I could hear him roll over on his side so he could look at me.
—You’d get a table at Leonello’s?
I laughed.
—No, Woolly. I’d open my own Leonello’s. A little Italian place with red leather booths and Sinatra on the box. A place where there are no menus and every table is spoken for. In the booth by the kitchen, I’d have a little dinner and take some calls. Then around eight, after a double espresso, I’d go from table to table greeting the customers and telling the bartender to send them another round of drinks—on the house.
I could tell that Woolly liked my idea almost as much as he liked Billy’s, because after he rolled on his back he was smiling at the ceiling, imagining what the whole scene would look like almost as clearly as I could. Maybe even more so.
Tomorrow, I thought, I’ll get him to draw me a floor plan.
—Where would it be? he asked after a moment.
—I don’t know yet, Woolly. But once I’ve decided, you’ll be the first to know.
And he smiled at that too.
A few minutes later, he was in Slumberland. I could tell because when his arm slipped off the edge of the bed, he left it hanging there with his fingers grazing the carpet.
Getting up, I returned his arm to his side and covered him with the blanket from the bottom of the bed.
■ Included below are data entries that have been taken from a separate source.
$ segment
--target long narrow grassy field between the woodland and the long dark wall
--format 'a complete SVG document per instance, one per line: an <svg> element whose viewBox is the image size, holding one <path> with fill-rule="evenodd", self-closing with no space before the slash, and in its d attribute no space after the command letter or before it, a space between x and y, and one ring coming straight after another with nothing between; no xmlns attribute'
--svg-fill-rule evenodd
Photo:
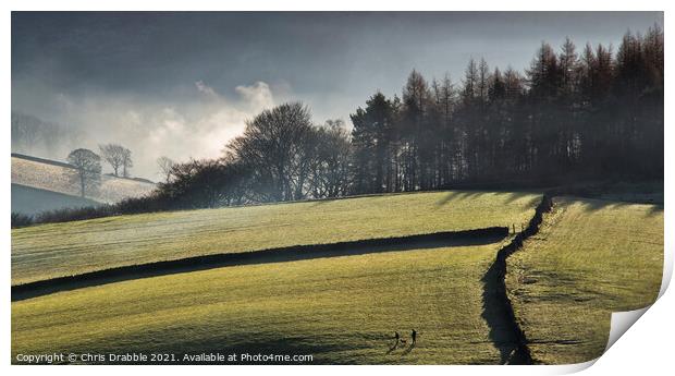
<svg viewBox="0 0 675 376"><path fill-rule="evenodd" d="M519 226L540 197L474 191L396 194L13 229L12 284L205 254Z"/></svg>

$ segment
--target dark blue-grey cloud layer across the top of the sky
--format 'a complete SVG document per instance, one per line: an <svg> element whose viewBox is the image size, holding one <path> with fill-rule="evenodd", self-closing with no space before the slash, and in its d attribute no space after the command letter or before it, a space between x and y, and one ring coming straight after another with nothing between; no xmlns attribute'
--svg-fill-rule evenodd
<svg viewBox="0 0 675 376"><path fill-rule="evenodd" d="M521 65L540 40L612 43L661 20L658 13L15 12L12 74L38 74L66 90L155 94L195 80L232 86L283 78L312 92L340 85L354 66L424 64L442 74L456 70L444 65L452 54Z"/></svg>

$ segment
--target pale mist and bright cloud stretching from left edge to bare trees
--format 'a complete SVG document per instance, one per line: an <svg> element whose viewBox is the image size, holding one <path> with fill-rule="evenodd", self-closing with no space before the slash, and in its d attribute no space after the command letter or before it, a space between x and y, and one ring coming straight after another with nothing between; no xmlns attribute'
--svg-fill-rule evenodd
<svg viewBox="0 0 675 376"><path fill-rule="evenodd" d="M256 82L225 94L196 81L180 101L111 94L84 99L52 96L53 109L41 119L13 109L12 153L64 160L75 148L99 153L100 144L121 144L132 150L133 177L159 181L157 158L161 156L175 161L221 157L226 142L244 131L247 119L280 100L272 89ZM103 163L103 172L112 171Z"/></svg>

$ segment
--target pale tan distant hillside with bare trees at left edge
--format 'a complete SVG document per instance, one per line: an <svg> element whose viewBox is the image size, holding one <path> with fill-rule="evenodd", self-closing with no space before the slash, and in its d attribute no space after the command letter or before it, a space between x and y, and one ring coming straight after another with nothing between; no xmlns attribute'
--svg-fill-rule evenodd
<svg viewBox="0 0 675 376"><path fill-rule="evenodd" d="M64 162L12 154L12 184L78 196L78 187L69 182L70 169ZM99 203L114 203L126 197L143 196L154 189L155 184L151 183L102 175L98 192L87 195L86 198ZM12 206L15 211L25 213L23 209Z"/></svg>

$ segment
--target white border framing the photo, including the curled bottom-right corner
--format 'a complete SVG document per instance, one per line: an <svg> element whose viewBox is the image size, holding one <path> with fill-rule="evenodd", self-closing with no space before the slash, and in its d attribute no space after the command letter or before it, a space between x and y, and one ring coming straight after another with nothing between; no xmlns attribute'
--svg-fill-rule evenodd
<svg viewBox="0 0 675 376"><path fill-rule="evenodd" d="M668 29L668 25L671 16L670 11L673 5L672 2L668 3L666 1L649 1L642 0L639 2L616 2L616 1L608 1L605 3L601 2L591 2L588 0L566 0L565 2L542 2L542 1L525 1L525 0L512 0L512 1L496 1L496 0L486 0L486 1L428 1L428 0L416 0L416 1L386 1L386 2L367 2L364 0L342 0L342 1L333 1L333 2L318 2L318 1L297 1L297 0L286 0L286 1L237 1L230 3L216 3L213 1L206 0L191 0L191 1L176 1L176 0L164 0L164 1L139 1L139 0L116 0L116 1L82 1L82 0L61 0L61 1L47 1L47 0L35 0L35 1L5 1L0 5L3 8L3 12L0 19L0 25L3 27L3 38L2 38L2 73L4 78L4 87L5 90L2 92L2 108L3 116L5 119L5 125L2 129L2 137L1 144L3 147L3 151L5 155L9 155L11 150L10 145L10 126L7 124L7 120L10 119L11 112L11 69L10 69L10 51L11 51L11 10L60 10L60 11L69 11L69 10L135 10L135 11L147 11L147 10L162 10L162 11L196 11L196 10L268 10L268 11L290 11L290 10L316 10L316 11L336 11L336 10L359 10L359 11L383 11L383 10L396 10L396 11L433 11L433 10L452 10L452 11L555 11L555 10L584 10L584 11L666 11L665 20L664 20L664 29ZM667 38L666 38L667 39ZM666 64L670 61L673 61L671 49L666 47ZM666 68L666 72L671 72L671 68ZM666 73L666 87L673 87L672 76ZM666 90L666 118L665 124L672 123L672 116L668 113L668 108L672 102L670 101L671 97ZM674 142L673 131L671 126L665 126L665 141ZM665 148L665 159L667 161L675 160L675 148L666 147ZM2 361L2 367L9 367L9 354L10 354L10 344L11 344L11 310L10 310L10 257L9 253L11 250L11 236L10 236L10 158L5 158L2 163L0 163L2 168L2 182L0 182L0 186L2 186L3 195L1 197L2 207L0 207L0 213L4 213L2 216L2 221L0 223L0 228L3 229L3 235L1 239L2 250L4 250L5 255L1 257L2 270L5 274L5 283L2 283L2 302L3 310L1 311L2 315L2 332L1 338L1 354L5 356ZM670 163L666 163L666 177L665 177L665 191L666 197L671 197L673 193L675 193L675 187L673 186L673 182L671 177L673 175L673 167ZM658 372L672 369L672 339L675 338L675 331L673 329L673 313L675 312L675 298L672 291L666 291L666 287L670 282L670 276L672 276L673 270L673 221L668 215L670 210L670 202L666 199L665 202L665 252L666 252L666 263L664 265L664 283L661 290L661 299L645 313L642 319L638 320L633 328L630 328L623 339L618 340L616 344L614 344L605 355L601 356L597 361L597 365L590 367L586 371L588 374L592 375L609 375L609 374L637 374L647 372ZM446 376L449 373L458 374L458 375L493 375L499 373L500 375L539 375L539 374L564 374L569 372L576 372L588 367L589 365L596 362L589 362L587 364L573 365L573 366L424 366L424 367L414 367L414 366L369 366L369 367L357 367L357 366L343 366L343 367L334 367L334 366L200 366L197 368L200 374L240 374L240 373L272 373L272 374L294 374L294 375L315 375L317 373L323 375L340 375L343 376L345 373L356 373L356 374L365 374L365 373L386 373L389 375L406 375L410 373L425 373L429 375L443 375ZM120 372L124 373L163 373L168 375L181 375L186 368L181 367L168 367L168 366L144 366L144 367L130 367L124 366L125 368L120 368L120 366L99 366L95 368L97 374L101 375L118 375ZM3 369L5 374L12 373L13 375L21 374L36 374L49 372L50 374L56 375L65 375L68 374L90 374L94 369L90 367L82 366L82 367L49 367L49 368L38 368L36 366L13 366L10 369Z"/></svg>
Then I filled a glass with water and placed it on the nightstand. Though Woolly’s medicine always left him thirsty in the morning, he never seemed to remember to put a glass of water within reach before drifting off to sleep.
When I had turned off the TV, undressed, and climbed under my own covers, what I found myself wondering was Where would it be?
From the beginning, I had always imagined that when I had my own place it would be in the city—probably down in the Village on MacDougal or Sullivan Street, in one of those little spots around the corner from the jazz clubs and cafés. But maybe I was on the wrong track. Maybe what I should be doing is opening in a state where they don’t have a Leonello’s yet. A state like . . . California.
Sure, I thought. California.
After we had picked up Woolly’s trust and driven back to Nebraska, we wouldn’t even have to get out of the car. It would be just like this morning with Woolly and Billy in the back seat, and me and Emmett up front, only now the arrow on Billy’s compass would be pointed west.
The problem was that I wasn’t so sure about San Francisco.
Don’t get me wrong. Frisco’s a town with plenty of atmosphere—what with the fog drifting along the wharf, and the winos drifting through the Tenderloin, and the giant paper dragons drifting down the streets of Chinatown. That’s why in the movies someone’s always getting murdered there. And yet, despite all its atmosphere, San Francisco didn’t seem to warrant a spot like Leonello’s. It just didn’t have the panache.
But Los Angeles?
The city of Los Angeles has so much panache it could bottle it and sell it overseas. It’s where the movie stars have lived since the beginning of movie stars. More recently, it’s where the boxers and mobsters were setting up shop. Even Sinatra had made the move. And if Ol’ Blue Eyes could trade in the Big Apple for Tinseltown, so could we.
Los Angeles, I thought to myself, where it’s summer all winter long, every waitress is a starlet in the making, and the street names have long since run out of presidents and trees.
Now that’s what I call a fresh start!
But Emmett was right about the kit bag. Making a fresh start isn’t just a matter of having a new address in a new town. It isn’t a matter of having a new job, or a new phone number, or even a new name. A fresh start requires the cleaning of the slate. And that means paying off all that you owe, and collecting all that you’re due.
By letting go of the farm and taking his beating in the public square, Emmett had already balanced his accounts. If we were going to head out west together, then maybe it was time for me to balance mine.
It didn’t take me long to do the math. I’d spent more than enough nights in my bunk at Salina thinking about my unsettled debts, so the big ones rose right to the surface, three of them in all: One I would have to make good on, and two I would have to collect.
Emmett
Emmett and Billy moved quickly through the scrub at the base of the embankment, headed west. It would have been easier going were they to walk on the tracks, but the notion of doing so struck Emmett as reckless even in the moonlight. Stopping, he looked back at Billy, who was doing his best to keep up.
—Are you sure you don’t want me to carry your backpack?